La cancel culture est aussi dénoncée par des gouvernements comme le gouvernement français ou celui du Québec. En 2021, les ministres de l'Éducation français et québécois Jean-Michel Blanquer et Jean-François Roberge ont signé une lettre ouverte où ils critiquent la cancel culture, qui va selon eux à l'encontre des valeurs de respect, de tolérance et de liberté d'expression par le banissement de personnalités politiques, de livres ou de spectacles[61].

Exemples

Prémices historiques

Le bannissement de Spinoza de sa communauté juive amstellodamoise au XVIIe siècle  en raison de sa croyance en un dieu dont les caractéristiques sont celles de la Nature  est donné par le philosophe David Rutledge comme exemple de « cancel culture » avant la lettre[62].

États-Unis

Le , Mike Adams, professeur de criminologie, se donne la mort, en partie à la suite d'une campagne de harcèlement propre à la cancel culture, après une intervention provocatrice[63].

France

En France, la pratique existe, bien qu’elle soit moins importante qu’aux États-Unis[64]. Dans la presse, elle est régulièrement associée à une pratique américaine, et est parfois rejetée en tant que phénomène d'« américanisation » de la société[65]. Dès les années 1980, le politically correct développé dans les universités américaines est mal vu en France, où l’on défend un universalisme républicain opposé à l’identitarisme anglo-saxon ; mais une telle opposition suscite le débat.
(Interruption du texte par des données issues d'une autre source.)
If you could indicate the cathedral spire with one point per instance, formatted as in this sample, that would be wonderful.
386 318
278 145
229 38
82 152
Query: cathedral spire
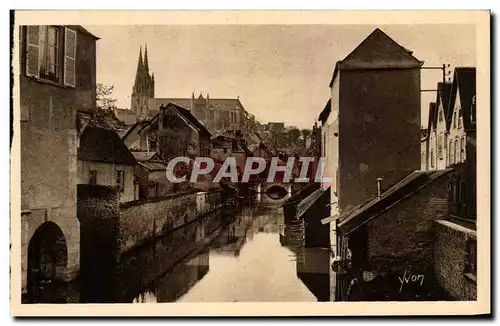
146 64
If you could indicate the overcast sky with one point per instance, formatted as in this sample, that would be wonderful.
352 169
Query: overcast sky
280 72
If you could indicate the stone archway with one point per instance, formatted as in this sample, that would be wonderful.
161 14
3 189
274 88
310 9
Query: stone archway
47 259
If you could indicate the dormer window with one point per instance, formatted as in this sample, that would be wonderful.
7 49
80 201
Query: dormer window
51 54
459 118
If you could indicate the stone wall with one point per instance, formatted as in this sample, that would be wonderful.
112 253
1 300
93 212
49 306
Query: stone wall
450 258
405 232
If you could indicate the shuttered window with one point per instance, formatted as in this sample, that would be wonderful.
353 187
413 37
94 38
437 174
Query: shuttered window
69 57
32 51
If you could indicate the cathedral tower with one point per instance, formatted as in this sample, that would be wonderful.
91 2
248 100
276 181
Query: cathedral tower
143 92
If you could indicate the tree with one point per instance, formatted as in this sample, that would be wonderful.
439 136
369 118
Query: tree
105 101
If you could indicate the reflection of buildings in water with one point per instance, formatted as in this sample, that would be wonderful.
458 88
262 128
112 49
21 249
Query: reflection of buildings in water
163 260
293 235
267 201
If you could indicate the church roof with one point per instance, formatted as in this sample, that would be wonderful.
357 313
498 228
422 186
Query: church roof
410 186
190 117
377 51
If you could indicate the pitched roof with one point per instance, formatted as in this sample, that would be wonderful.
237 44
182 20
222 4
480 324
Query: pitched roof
409 186
323 116
464 80
153 166
443 96
103 145
432 115
143 156
377 51
186 102
423 134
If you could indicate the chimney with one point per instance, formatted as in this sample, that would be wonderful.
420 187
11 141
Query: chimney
379 180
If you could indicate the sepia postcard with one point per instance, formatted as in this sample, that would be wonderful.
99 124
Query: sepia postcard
250 163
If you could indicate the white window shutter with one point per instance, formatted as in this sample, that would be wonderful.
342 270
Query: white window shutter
32 51
69 57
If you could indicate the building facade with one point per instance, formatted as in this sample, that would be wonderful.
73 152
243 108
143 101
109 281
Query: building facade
372 131
57 79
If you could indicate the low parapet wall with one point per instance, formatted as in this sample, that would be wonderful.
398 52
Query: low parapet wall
143 220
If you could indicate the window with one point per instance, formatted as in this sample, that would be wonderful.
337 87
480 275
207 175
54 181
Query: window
471 262
461 193
48 57
462 149
120 180
92 177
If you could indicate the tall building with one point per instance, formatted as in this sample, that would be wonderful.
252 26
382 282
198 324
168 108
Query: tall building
371 131
143 93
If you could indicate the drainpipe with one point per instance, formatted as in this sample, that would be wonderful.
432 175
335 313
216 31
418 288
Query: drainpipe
379 180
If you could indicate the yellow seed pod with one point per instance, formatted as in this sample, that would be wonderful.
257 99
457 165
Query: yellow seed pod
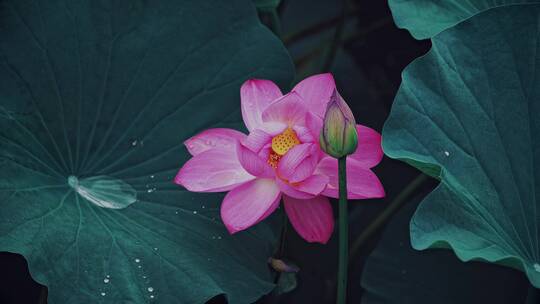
285 141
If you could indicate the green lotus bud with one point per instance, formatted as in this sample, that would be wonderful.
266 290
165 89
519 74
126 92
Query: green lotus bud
338 135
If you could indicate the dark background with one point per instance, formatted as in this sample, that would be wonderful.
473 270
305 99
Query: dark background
358 42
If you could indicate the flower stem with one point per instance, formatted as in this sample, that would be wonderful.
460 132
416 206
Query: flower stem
343 232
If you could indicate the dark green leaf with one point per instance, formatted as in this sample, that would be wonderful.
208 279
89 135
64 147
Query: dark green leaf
107 91
426 18
395 273
470 107
266 4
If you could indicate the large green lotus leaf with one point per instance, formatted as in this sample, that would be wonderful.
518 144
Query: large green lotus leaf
426 18
396 273
96 98
470 108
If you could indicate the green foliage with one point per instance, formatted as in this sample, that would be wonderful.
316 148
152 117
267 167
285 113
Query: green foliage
396 273
106 92
426 18
470 107
265 5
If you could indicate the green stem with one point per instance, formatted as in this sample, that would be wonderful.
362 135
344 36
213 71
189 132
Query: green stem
275 22
343 232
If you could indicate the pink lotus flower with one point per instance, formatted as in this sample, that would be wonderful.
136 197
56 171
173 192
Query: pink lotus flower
280 158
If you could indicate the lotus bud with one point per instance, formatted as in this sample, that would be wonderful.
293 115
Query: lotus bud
282 266
338 136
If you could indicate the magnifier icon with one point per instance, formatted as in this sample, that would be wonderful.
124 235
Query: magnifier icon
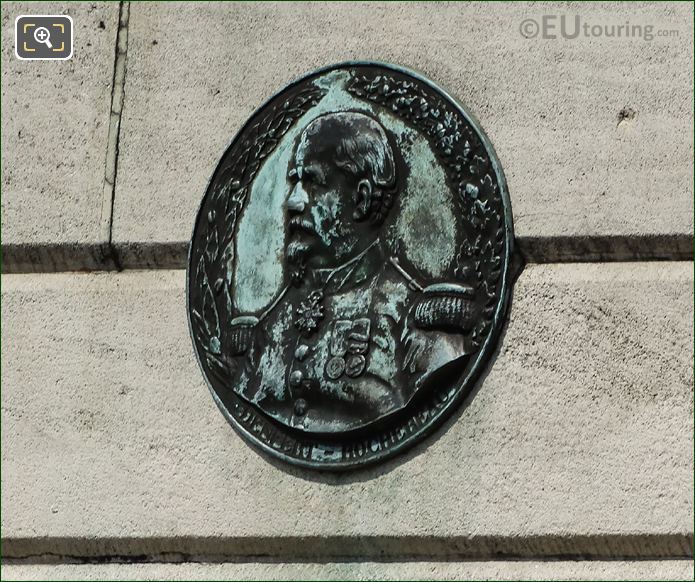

Justifiée pour certains chercheurs, elle est considérée par d’autres comme une forme d’anti-américanisme[65]. Ses détracteurs l'associent parfois au terme « woke », qu'ils utilisent pour désigner un mouvement de « censure » venu des mouvements antiracistes[66].

Le terme de « cancel culture » est peu utilisé hors des milieux militants : selon un sondage Ifop de 2021, 11 % des interrogés sont capables d’expliquer ce dont il s’agit, principalement les 18–35 ans et les classes éduquées[67].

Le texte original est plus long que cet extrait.